Pour sa part, Mme Carreau a exprimé avec beaucoup d’émotion que ce qui l’a menée à choisir le Musée de la civilisation est avant tout le résultat d’une rencontre. « Une rencontre avec quelqu’un qui voit, qui comprend et qui agit. Peu avant le décès de Pierre, nous avons rencontré le directeur général du Musée de la civilisation, M. Michel Côté, qui nous a proposé une exposition d’envergure sur l’œuvre de Pierre. Son approche de recréer l’environnement de Pierre Gauvreau pour tenter de le comprendre nous a profondément touchés. Après neuf mois de silence, dans un contexte de départ imminent, dans les deux jours qui ont suivi cette discussion, Pierre a trouvé l’énergie de peindre ses derniers tableaux. Il a cru Michel Côté et sa «promesse d’une grande expo» l’a accompagné et soutenu jusqu’à la fin », a souligné Mme Carreau.
« Par la suite, après que l’institution muséale ait accepté mon offre d’intégrer des œuvres de notre collection à la grande collection nationale, c’est avec un grand enthousiasme que les conservateurs du Musée et moi avons composé le corpus de la présente donation.
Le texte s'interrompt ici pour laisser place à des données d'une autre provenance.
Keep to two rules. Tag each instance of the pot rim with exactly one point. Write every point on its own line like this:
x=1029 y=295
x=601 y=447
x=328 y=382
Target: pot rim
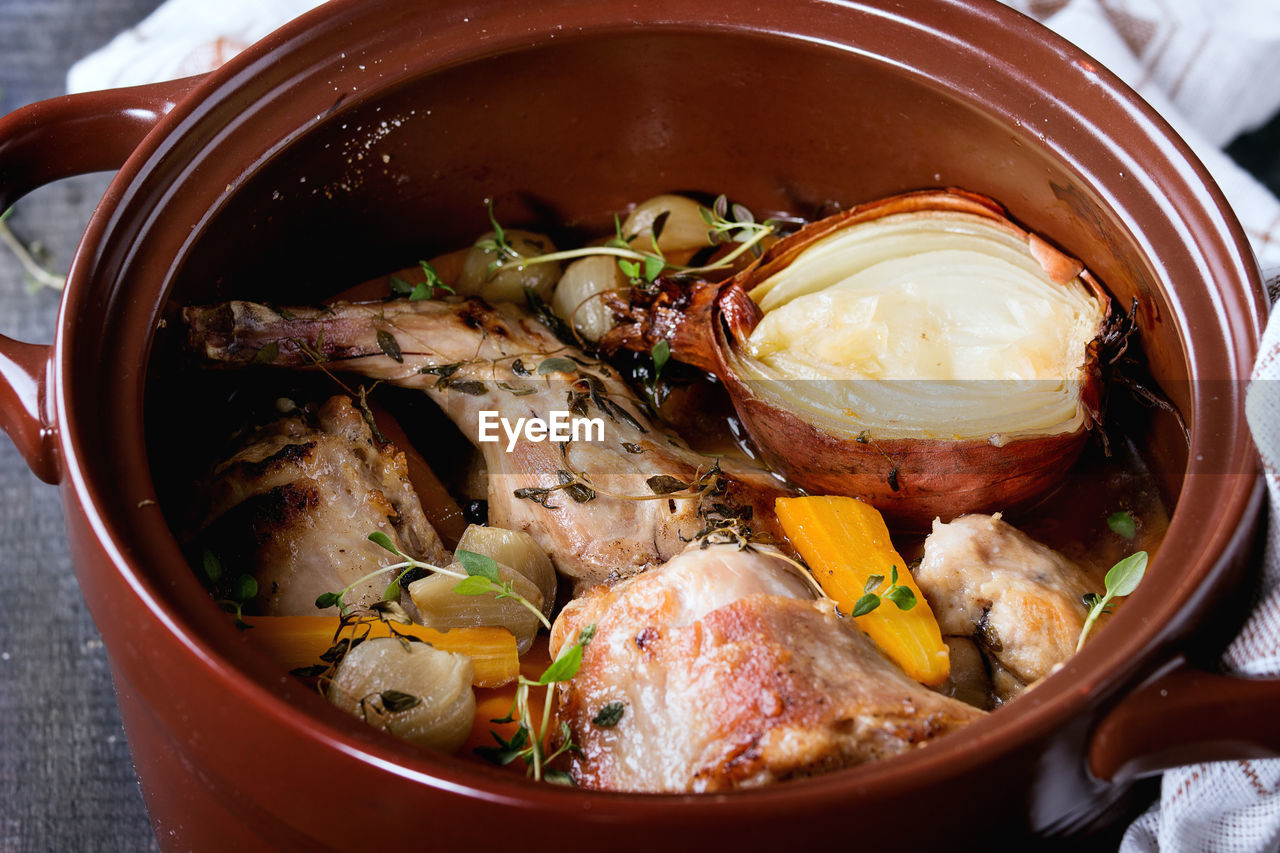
x=1098 y=671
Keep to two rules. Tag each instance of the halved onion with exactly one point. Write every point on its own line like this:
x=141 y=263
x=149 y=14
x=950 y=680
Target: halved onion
x=922 y=352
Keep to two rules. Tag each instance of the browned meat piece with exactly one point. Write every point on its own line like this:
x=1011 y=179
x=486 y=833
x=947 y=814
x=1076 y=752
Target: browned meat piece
x=732 y=675
x=1020 y=601
x=296 y=505
x=471 y=357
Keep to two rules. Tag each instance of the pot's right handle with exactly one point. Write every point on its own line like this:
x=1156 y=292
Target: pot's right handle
x=39 y=144
x=1187 y=716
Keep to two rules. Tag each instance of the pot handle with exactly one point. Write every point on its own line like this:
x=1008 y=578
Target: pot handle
x=40 y=144
x=1185 y=716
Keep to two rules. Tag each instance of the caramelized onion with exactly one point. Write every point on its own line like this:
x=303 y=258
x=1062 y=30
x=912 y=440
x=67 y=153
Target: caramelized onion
x=922 y=352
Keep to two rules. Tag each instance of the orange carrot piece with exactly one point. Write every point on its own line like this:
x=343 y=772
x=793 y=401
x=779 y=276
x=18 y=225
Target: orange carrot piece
x=845 y=543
Je n’ai jamais pensé que nos œuvres (même Les cadavres exquis), ainsi que celles des artistes contemporains et des artistes autodidactes figurant dans notre collection, entreraient au Musée aussi rapidement et de si agréable manière. Inespéré et inattendu… comme dit Réjean Ducharme présent dans cette donation sous le pseudonyme de Roch Plante, a poursuivi Mme Carreau. Je suis vraiment comblée par la sélection finale retenue par les gens du Musée et surtout, je suis touchée qu’ils aient si bien compris le sens global de nos quêtes », a-t-elle conclu.
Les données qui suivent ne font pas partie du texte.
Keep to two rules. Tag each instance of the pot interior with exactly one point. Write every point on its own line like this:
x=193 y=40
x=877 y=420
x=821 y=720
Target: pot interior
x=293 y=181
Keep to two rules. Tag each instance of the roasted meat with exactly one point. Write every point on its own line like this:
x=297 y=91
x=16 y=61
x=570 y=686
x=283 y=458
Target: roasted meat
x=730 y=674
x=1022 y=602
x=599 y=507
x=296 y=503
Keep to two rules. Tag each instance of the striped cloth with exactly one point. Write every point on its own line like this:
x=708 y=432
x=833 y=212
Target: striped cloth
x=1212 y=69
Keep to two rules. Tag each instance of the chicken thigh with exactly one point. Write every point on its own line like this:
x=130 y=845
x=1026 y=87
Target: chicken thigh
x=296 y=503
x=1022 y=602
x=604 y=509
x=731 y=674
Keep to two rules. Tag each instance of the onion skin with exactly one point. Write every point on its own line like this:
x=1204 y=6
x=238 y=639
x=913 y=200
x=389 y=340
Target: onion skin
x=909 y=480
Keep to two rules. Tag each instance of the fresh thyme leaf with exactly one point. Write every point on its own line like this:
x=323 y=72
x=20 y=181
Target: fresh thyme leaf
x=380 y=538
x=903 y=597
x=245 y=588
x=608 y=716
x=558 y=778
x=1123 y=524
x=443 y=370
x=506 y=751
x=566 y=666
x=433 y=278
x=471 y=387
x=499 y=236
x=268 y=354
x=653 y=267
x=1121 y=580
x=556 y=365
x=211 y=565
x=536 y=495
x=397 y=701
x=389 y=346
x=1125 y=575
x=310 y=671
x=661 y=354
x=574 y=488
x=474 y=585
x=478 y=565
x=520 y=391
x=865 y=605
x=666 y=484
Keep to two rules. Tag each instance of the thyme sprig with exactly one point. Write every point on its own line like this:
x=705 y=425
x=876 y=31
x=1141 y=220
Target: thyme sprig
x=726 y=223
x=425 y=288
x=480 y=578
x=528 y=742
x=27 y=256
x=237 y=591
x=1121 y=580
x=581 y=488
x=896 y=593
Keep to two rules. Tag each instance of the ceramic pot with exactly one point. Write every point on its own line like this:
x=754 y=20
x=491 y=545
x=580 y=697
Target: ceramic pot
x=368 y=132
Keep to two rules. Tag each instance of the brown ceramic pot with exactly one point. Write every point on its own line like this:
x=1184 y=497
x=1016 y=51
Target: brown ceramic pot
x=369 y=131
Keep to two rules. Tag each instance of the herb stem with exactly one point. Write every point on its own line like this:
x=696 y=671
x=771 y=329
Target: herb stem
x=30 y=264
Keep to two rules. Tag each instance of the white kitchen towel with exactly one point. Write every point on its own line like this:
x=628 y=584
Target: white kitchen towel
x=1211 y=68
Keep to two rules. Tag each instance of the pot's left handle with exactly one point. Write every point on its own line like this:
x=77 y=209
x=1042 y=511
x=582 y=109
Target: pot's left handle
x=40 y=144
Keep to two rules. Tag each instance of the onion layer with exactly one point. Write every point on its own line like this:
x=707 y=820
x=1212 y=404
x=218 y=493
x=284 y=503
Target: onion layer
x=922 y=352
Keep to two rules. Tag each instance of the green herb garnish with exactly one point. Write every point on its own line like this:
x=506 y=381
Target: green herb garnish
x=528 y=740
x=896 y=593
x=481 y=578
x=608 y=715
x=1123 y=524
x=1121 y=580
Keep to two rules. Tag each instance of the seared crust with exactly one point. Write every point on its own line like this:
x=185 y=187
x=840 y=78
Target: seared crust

Gauvreau : l’artiste citoyen
La donation faite au Musée de la civilisation est représentative de plusieurs époques charnières de la production de Gauvreau comme Nature morte de 1941, qui l‘a mené à rencontrer Paul-Émile Borduas; Air Raid dernière toile exécutée avant le hiatus 1963-1976, année où il reprend ses pinceaux et peint Stupéfait, je l’ai vu!
Mais sa pertinence réside également dans la grande sensibilité de Gauvreau envers son environnement social, lui qui se réclamait du droit ultime d’être tout ce qu’il était et de choisir le moyen d’expression qui lui convenait le mieux selon les périodes et les situations. L’une des plus impressionnantes pièces offerte au Musée, tant par son format (244 cm X 344 cm) que par sa signification, est sans doute À titrer, faite au lendemain du référendum de 1980, à partir de morceaux de drapeaux du Québec ramassés dans les rues de Montréal. Les Québécois ignorent son existence, elle a été vue dix jours dans un CEGEP en 1980, puis, il y a trente ans, à Toronto! Dans toute sa carrière de peintre, Pierre Gauvreau a participé à plus de 200 expositions dont la plupart se sont tenues après 1976. La toute dernière, conjointe avec Janine Carreau, est présentée à la BARON Gallery de Vancouver, jusqu’au 28 avril 2012.
Grâce à sa peinture, à son rôle de précurseur à Radio-Canada et à Radio-Québec (aujourd’hui Télé-Québec), grâce à la portée de ses écrits (Le temps d’une paix, Cormoran, Le volcan tranquille), Pierre Gauvreau aura laissé une trace indélébile sur le Québec moderne.